Despite the clamor pervading across the political spectrum, health insurance stock prices are soaring.
The difficult choices and complexities of health care reform cannot be overstated. But in light of disillusionment and criticism, many of us need to take a hard look in the mirror. We nod in agreement with news commentators skewering the system, but mute and ignore the commercials and programs that oppose reform. We seem to accept that ratings and ad revenues are sacred cows and this "acceptance" goes to the heart of the problem, but also points to a solution.
Talk of the Senate bill "laying the foundation for a house of future health care reforms" is no more than a tease. It suggests Congress can accomplish tomorrow what cannot be accomplished today, belying the limited capacity and ephemerality of congressional majorities not likely to be seen for some time - if ever again in our lifetimes. With the House and Senate's respective legislations now heading into conference committee negotiations, it would be beneficial to explore more fully the responsibilities that we maintain.

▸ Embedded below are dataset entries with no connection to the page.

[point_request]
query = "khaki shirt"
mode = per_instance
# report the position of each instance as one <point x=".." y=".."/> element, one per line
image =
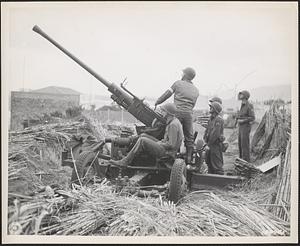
<point x="185" y="95"/>
<point x="247" y="112"/>
<point x="173" y="137"/>
<point x="214" y="131"/>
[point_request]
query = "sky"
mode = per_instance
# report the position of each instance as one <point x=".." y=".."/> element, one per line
<point x="230" y="45"/>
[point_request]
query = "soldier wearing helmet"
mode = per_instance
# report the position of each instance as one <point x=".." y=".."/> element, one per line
<point x="214" y="138"/>
<point x="244" y="119"/>
<point x="169" y="145"/>
<point x="185" y="97"/>
<point x="215" y="99"/>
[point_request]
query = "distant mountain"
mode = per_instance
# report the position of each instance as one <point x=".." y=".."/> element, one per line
<point x="271" y="92"/>
<point x="229" y="98"/>
<point x="57" y="90"/>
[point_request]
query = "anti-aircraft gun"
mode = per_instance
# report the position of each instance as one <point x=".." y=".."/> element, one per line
<point x="144" y="171"/>
<point x="154" y="122"/>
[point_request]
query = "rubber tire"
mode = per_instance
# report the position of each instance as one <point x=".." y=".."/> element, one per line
<point x="82" y="163"/>
<point x="177" y="180"/>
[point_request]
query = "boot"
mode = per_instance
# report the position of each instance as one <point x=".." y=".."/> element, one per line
<point x="123" y="162"/>
<point x="129" y="157"/>
<point x="189" y="152"/>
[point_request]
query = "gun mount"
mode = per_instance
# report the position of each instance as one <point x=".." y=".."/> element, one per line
<point x="121" y="96"/>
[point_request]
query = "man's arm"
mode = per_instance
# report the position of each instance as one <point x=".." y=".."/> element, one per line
<point x="164" y="97"/>
<point x="172" y="135"/>
<point x="215" y="133"/>
<point x="250" y="117"/>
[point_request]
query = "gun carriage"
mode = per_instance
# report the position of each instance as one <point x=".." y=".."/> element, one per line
<point x="144" y="170"/>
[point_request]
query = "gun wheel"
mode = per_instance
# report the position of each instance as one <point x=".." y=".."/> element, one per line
<point x="178" y="182"/>
<point x="87" y="168"/>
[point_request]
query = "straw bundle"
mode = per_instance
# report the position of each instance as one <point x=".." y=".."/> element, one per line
<point x="34" y="155"/>
<point x="245" y="168"/>
<point x="270" y="136"/>
<point x="99" y="210"/>
<point x="284" y="189"/>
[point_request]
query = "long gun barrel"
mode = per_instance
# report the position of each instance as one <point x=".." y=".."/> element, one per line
<point x="131" y="103"/>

Just as perfection must not be the enemy of the good, compromise should not abet the inadequate -- especially since many of us are not utilizing our ability to play a more active and constructive role in ongoing proceedings.
Health care insurance stocks continue to climb because of one simple and irrefutable fact: The public is buying shares. Morningstar's performance tabulation teaches us much: double digit, and in some cases triple digit, one-year % total returns, in a year wracked by financial upheaval, for more than 75% of companies tracked in their health care insurance plan sector -- a sector heavily vested in the status quo and opposing some of the most important changes needed to improve how health care is provided in this country.

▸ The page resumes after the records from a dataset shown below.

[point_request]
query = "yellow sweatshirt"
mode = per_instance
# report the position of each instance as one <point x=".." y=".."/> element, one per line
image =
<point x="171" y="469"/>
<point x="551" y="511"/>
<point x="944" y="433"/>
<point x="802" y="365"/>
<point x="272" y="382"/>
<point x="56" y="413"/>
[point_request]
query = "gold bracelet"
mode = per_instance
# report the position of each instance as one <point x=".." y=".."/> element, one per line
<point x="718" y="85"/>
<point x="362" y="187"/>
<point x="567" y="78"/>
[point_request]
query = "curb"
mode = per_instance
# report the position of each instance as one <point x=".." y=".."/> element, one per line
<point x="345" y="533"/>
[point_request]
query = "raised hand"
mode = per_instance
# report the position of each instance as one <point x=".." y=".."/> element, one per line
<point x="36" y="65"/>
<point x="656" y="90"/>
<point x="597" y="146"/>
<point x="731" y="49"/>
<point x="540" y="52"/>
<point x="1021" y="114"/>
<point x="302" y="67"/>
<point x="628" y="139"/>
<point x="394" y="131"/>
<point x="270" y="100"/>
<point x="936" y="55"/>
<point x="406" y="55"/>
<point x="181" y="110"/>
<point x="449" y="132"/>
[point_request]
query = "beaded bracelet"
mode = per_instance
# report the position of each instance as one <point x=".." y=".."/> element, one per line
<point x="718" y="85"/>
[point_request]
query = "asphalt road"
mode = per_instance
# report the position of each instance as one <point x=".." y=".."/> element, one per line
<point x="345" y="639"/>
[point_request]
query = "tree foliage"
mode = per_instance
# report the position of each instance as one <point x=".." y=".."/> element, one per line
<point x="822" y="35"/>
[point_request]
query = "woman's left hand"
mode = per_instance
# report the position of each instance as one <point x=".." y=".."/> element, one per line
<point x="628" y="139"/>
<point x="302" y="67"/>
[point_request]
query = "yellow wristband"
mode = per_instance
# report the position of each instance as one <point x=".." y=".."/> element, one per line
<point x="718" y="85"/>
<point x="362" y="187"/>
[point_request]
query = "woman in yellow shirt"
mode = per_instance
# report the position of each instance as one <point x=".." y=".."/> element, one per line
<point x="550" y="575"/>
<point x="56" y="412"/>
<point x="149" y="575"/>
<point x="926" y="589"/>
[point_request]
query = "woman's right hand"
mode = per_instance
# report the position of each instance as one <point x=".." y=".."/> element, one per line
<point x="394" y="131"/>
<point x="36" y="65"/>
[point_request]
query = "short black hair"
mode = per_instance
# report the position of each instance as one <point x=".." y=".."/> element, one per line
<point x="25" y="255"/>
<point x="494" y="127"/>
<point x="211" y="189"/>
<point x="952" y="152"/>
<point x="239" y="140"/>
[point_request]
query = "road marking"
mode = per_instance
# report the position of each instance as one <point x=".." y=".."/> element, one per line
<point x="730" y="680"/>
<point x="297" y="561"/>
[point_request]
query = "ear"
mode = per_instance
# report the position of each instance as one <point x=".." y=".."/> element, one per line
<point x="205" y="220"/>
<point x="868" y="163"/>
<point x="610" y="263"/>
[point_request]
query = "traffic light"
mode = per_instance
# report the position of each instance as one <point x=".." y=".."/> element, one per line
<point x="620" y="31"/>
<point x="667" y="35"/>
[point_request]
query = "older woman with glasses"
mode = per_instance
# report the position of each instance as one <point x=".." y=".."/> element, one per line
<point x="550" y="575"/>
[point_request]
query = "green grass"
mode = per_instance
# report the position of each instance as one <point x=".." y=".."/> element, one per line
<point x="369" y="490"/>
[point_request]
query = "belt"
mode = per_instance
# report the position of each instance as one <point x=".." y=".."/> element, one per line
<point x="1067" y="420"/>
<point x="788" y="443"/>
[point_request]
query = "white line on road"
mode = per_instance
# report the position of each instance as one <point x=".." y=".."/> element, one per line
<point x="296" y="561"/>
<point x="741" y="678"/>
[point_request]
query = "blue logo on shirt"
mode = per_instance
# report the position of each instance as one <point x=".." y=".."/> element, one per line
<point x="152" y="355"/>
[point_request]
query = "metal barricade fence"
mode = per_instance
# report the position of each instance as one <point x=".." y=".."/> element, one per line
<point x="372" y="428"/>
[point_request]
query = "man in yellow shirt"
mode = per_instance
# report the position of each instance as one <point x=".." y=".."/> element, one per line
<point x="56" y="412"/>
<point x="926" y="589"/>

It is inaccurate to believe that the "bottom-line" requirement of for-profit health care has the potential to fully align with the urgency of those requiring its care. The conflict between these competing interests is always present, but whether or not it's revealed in clear focus is more a matter of shareholder approval than a commitment to patient well-being. This is not an instance of good versus evil, but rather how markets have been "nurtured" to behave, and that such behavior is not equipped to address the full "nature" of sickness, injury and the requirements of healing. To believe otherwise is to believe that the financial melt down of 2009 was self-correcting.

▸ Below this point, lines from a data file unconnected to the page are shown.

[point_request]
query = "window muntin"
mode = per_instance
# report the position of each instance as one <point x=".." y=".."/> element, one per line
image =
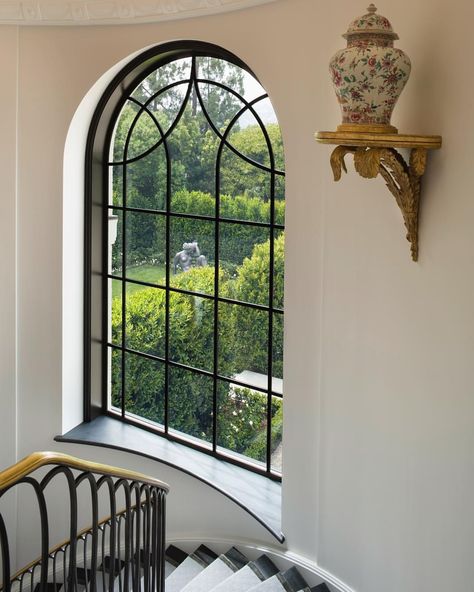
<point x="194" y="345"/>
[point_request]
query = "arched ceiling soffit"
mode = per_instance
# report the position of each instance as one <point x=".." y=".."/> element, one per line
<point x="100" y="12"/>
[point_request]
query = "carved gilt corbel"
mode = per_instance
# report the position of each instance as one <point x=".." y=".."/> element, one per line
<point x="377" y="155"/>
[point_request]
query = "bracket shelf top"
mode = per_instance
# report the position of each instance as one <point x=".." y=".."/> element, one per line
<point x="378" y="140"/>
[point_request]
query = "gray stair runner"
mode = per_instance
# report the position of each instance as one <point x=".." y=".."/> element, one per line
<point x="287" y="581"/>
<point x="190" y="568"/>
<point x="248" y="576"/>
<point x="173" y="558"/>
<point x="204" y="571"/>
<point x="218" y="571"/>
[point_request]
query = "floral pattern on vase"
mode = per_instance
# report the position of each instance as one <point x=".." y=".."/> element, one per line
<point x="369" y="74"/>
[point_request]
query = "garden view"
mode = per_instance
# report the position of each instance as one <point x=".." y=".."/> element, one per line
<point x="198" y="189"/>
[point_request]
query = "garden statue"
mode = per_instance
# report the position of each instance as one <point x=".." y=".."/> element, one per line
<point x="189" y="257"/>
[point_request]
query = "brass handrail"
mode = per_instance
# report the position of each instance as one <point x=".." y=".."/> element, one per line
<point x="36" y="460"/>
<point x="65" y="542"/>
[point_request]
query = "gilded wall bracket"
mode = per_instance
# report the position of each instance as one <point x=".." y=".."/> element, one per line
<point x="376" y="154"/>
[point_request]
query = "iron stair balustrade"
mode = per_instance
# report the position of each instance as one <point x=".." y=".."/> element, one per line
<point x="124" y="552"/>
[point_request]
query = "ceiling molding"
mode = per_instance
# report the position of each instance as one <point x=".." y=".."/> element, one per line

- 1) We should divest any stock holdings we have in these companies until sufficient reforms are realized.
- 2) We should contact their shareholder relations departments, informing them what we have done and why, and...
- 3) We should contact our pension and mutual fund managers, requesting they cease investing our money in these companies, explaining we no longer wish - nor can we afford - underwriting the mixed message of rewarding behavior that's proved so damaging to so many.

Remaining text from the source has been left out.